Crimping wire splices are evil. They are often the source of wire damage and confounding intermittent shorts.

Although they sound like they’d make splices easy, you should avoid crimping wire connectors when making spices into your bike’s wiring harness. They simplify the installation, but they can also cut through some of the actual wire strands, making the wire weaker, higher in resistance, and more prone to failure. Additionally, the high-vibration environment of a motorcycle makes crimp splices more likely to loosen and cause intermittent failures which are a pain to track down.

Soldered connections are the best route to take, offering much more reliable connections. While many novices are terrified of the idea, soldering’s difficulty is vastly overdramatized, and when performed with care, first-timers can create joints that are much stronger than any crimped joint.

The insulation has been removed from the wire from which you plan on stealing a little power. The cardboard protects the rest of the wiring harness from inadvertent damage from the soldering iron.

Begin by separating the desired wire from the harness itself. Place a piece of cardboard between the wire and the harness before gently shaving away about two-thirds of an inch of insulation. A sharp knife and a slow pace are all you need. You didn’t forget to disconnect the negative pole of the battery before you began slicing, did you? Accidentally grounding a wire (or knife blade) to the frame is an exciting experience you won’t forget.

The line to the relay is now in place and ready to meet the soldering iron.

With the relay loosely placed in position, cut the switched power lead (86) to a length just a bit longer than what is required to reach the splice. Strip two-thirds of an inch from the wire end. Wrap the wire tightly enough around the stripped portion of the switched power lead that it can’t be moved when tugged on slightly. This prevents the wires from moving around and helps conduct the heat from the soldering iron to both sets of copper strands.

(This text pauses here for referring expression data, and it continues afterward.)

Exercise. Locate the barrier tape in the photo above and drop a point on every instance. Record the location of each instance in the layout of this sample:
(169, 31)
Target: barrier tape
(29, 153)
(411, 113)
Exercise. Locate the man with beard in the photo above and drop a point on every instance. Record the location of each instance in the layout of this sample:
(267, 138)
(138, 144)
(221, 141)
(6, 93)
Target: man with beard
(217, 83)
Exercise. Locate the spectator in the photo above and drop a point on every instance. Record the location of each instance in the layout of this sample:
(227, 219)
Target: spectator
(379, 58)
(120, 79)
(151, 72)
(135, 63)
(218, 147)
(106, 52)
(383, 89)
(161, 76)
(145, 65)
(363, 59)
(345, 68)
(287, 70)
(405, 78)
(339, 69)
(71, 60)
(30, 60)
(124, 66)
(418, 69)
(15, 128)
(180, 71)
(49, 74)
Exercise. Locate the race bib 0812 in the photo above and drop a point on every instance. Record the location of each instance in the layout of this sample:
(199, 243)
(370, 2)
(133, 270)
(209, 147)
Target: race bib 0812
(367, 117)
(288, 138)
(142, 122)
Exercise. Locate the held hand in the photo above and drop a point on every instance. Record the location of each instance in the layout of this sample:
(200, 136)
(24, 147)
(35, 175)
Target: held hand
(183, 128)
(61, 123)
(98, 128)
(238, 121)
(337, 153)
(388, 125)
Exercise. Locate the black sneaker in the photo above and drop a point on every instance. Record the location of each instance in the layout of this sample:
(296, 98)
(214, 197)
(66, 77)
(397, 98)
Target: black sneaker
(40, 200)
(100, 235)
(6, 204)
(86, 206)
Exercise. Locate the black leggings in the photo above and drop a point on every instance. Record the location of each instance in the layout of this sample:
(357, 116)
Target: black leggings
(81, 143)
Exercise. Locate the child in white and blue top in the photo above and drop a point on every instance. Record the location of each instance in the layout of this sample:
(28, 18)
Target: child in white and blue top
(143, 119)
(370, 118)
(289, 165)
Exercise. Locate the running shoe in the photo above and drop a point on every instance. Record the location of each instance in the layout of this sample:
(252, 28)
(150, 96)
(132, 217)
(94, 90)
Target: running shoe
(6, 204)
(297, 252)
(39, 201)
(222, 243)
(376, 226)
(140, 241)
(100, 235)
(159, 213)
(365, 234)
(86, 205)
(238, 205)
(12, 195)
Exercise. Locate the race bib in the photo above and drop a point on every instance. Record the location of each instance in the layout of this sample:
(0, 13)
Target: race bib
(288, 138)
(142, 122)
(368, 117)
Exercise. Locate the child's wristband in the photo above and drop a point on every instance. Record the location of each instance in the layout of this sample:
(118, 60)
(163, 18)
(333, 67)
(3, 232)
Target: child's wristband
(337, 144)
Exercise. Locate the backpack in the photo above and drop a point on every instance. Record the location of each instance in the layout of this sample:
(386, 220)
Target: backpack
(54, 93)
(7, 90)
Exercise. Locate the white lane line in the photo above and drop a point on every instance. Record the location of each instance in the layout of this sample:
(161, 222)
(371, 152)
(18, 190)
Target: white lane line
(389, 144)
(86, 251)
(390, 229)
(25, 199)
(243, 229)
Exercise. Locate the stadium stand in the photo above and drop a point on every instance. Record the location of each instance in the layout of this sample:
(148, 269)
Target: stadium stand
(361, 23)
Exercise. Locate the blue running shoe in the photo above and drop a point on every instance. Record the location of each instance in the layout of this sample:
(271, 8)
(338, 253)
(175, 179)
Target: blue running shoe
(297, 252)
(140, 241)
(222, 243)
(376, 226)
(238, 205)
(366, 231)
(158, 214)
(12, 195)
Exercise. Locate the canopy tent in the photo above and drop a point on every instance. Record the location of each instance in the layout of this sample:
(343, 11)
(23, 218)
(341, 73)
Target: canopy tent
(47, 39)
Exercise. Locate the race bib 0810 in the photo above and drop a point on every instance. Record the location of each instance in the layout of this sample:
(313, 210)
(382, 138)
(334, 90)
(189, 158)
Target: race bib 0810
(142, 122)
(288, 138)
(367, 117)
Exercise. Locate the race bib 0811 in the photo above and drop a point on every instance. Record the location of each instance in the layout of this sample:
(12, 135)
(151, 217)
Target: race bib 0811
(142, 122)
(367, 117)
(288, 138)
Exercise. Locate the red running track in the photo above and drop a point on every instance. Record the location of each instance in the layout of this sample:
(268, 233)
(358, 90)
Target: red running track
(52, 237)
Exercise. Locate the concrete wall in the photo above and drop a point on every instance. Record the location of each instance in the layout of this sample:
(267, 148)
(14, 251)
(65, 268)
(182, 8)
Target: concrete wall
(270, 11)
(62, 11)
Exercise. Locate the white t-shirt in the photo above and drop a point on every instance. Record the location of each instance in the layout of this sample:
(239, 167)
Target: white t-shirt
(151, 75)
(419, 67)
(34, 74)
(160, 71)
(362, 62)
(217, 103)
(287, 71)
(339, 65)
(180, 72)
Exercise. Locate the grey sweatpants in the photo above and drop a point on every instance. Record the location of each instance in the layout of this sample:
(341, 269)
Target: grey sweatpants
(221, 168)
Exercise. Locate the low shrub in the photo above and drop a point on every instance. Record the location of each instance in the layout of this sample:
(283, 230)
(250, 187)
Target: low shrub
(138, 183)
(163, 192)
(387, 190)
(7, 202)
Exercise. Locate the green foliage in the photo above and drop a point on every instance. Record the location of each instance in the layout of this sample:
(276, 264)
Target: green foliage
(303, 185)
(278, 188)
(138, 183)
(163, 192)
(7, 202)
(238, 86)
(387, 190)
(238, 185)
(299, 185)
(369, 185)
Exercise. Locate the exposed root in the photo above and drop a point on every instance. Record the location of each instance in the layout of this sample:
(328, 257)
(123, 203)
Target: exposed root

A well soldererd connection will have the solder drawn into the twisted wires, themselves. If the solder is just clumped on the outside of the connection, you’re not heating the wires enough.

Be sure the soldering iron is powerful enough to heat the gauge of wire you’ll be splicing. Once the iron is up to temperature, tin the tip slightly by melting a small amount of solder to it. The bead of melted solder will make a stronger contact with the wires and help transfer more of the heat.

An example of ideal iron, wire and solder placement: The heat is transferred to the wire which, in turn, heats the solder to its melting point.

When melting the solder to the wires, try not to touch the iron with the solder. Instead, allow the iron to heat the wire to the point that it melts the solder. Holding the iron below the wires allows the heat to travel upwards while gravity pulls the molten solder down. Capillary action plays an important role in distributing the solder throughout the splice. Touch the iron and solder to a few points on the splice to make sure it is uniformly spread throughout the wire strands. While you want the solder to cover most of the splice, try to avoid leaving big globs of solder on the joint. It looks ugly and will make the splice much larger once it’s covered with tape.

The two stages to protecting your joint: First, tape the bare soldered joint itself. Second, tape the entire harness to give added rigidity.

After the splice has cooled, wrap it with electrical tape to prevent any accidental grounding against the frame. After the individual splices have been taped, retape the wiring harness to protect and support the wires. Before replacing the bodywork, check the switched circuit to make sure it is functioning properly. Don’t forget to run it under maximum load. In my example case, that meant powering the turnsignals, the brake light, and relay simultaneously.

You can now enjoy powering your electronic accessories without the worry of killing your battery.

Splicing Tip: The way you splice your wires can make a huge difference in how much space they occupy. Here the butt splice (right) allows the new wire to follow the same path as the old one. The pigtail splice (left) keeps the wire from having to make a 180 degree turn. When these two splices are taped, they consume a minimum of space around the wiring harness.